I have no doubt Canon could market a 24-70 F/2.8 IS -- it's probably been made before. It will be big, it will be heavy, and it will be expensive. I think they'll let Tamron (and likely later Sigma) scoop up some business with such a lens, but Canon will hold off on theirs until Nikon surfaces with theirs, much like they do with big new body announcements.

At face value, many have stated that the new 24-70 Ls are now sizing up to the 70-200 model:


Two smaller diameter / weight lenses at F/4, one with and one without IS.
Two larger diameter / weight lenses at F/2.8, one with and one without IS.
 
I, for one, love this model. Opt in for 2.8 or IS or both as you wish, from $700 - $2300 or so. In almost all cases, you get exactly what you pay for. Hate what that price is, but you can't disagree with the usefulness of each feature or why the prices were staggered as they were.

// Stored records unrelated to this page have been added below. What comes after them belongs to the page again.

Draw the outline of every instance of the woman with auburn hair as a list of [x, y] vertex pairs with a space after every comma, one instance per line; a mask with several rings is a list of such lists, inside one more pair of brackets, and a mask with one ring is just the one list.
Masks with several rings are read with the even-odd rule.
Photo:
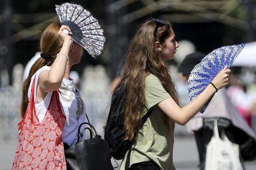
[[[180, 108], [178, 96], [165, 62], [174, 57], [178, 42], [168, 21], [150, 19], [141, 25], [129, 45], [122, 77], [114, 91], [124, 89], [124, 140], [132, 141], [128, 169], [175, 169], [173, 163], [175, 123], [185, 125], [216, 93], [212, 84]], [[218, 89], [228, 84], [225, 67], [213, 79]], [[149, 118], [139, 128], [141, 118]], [[127, 153], [120, 169], [125, 169]]]
[[22, 86], [20, 140], [13, 169], [66, 169], [64, 142], [71, 146], [85, 122], [85, 105], [69, 77], [80, 62], [82, 47], [64, 33], [70, 28], [50, 24], [40, 42], [41, 57]]

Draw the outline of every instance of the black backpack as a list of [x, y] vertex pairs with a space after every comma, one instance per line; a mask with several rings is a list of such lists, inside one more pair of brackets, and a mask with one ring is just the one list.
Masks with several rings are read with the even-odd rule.
[[[119, 83], [113, 92], [110, 108], [105, 129], [105, 140], [108, 143], [111, 156], [117, 160], [124, 158], [128, 149], [127, 161], [129, 162], [132, 142], [124, 140], [124, 113], [122, 112], [124, 103], [124, 86]], [[151, 112], [151, 110], [142, 118], [141, 127], [146, 122]], [[129, 164], [129, 162], [128, 162]]]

It's just so very odd that, despite this similarity, they are doing some odd things here. Presuming that there are indeed four L 24-70s in our future: 


Canon is first coming to market with their 2nd and 3rd best lenses of those four. Very odd.
The lenses Canon led with already have decent offerings today -- they aren't perfect,_ but they exist_. In contrast, the F/2.8 IS and F/4 non-IS are nowhere in sight. The former is deeply desired, and the second could be a sleeper budget L lens (Say, $600-700) that many would grow to love over time like the 17-40 F/4L or 70-200 F/4L.
Though it's only two lenses so far, the F/4 lens is not as sharp as the F/2.8 (with 70-200, F/4 glass is almost as good as the 2.8 )

I just don't get it.

- A


----------



## RLPhoto (Feb 2, 2013)

This lens was DOA. It really needs to be around 749$ for me to ditch my 24-105L.


----------



## bholliman (Feb 2, 2013)

RLPhoto said:


> This lens was DOA. It really needs to be around 749$ for me to ditch my 24-105L.



+1 

This lens is badly overpriced for what it brings to the table. I think Canon is going to be forced to dramatically drop the price in order to sell these things.


----------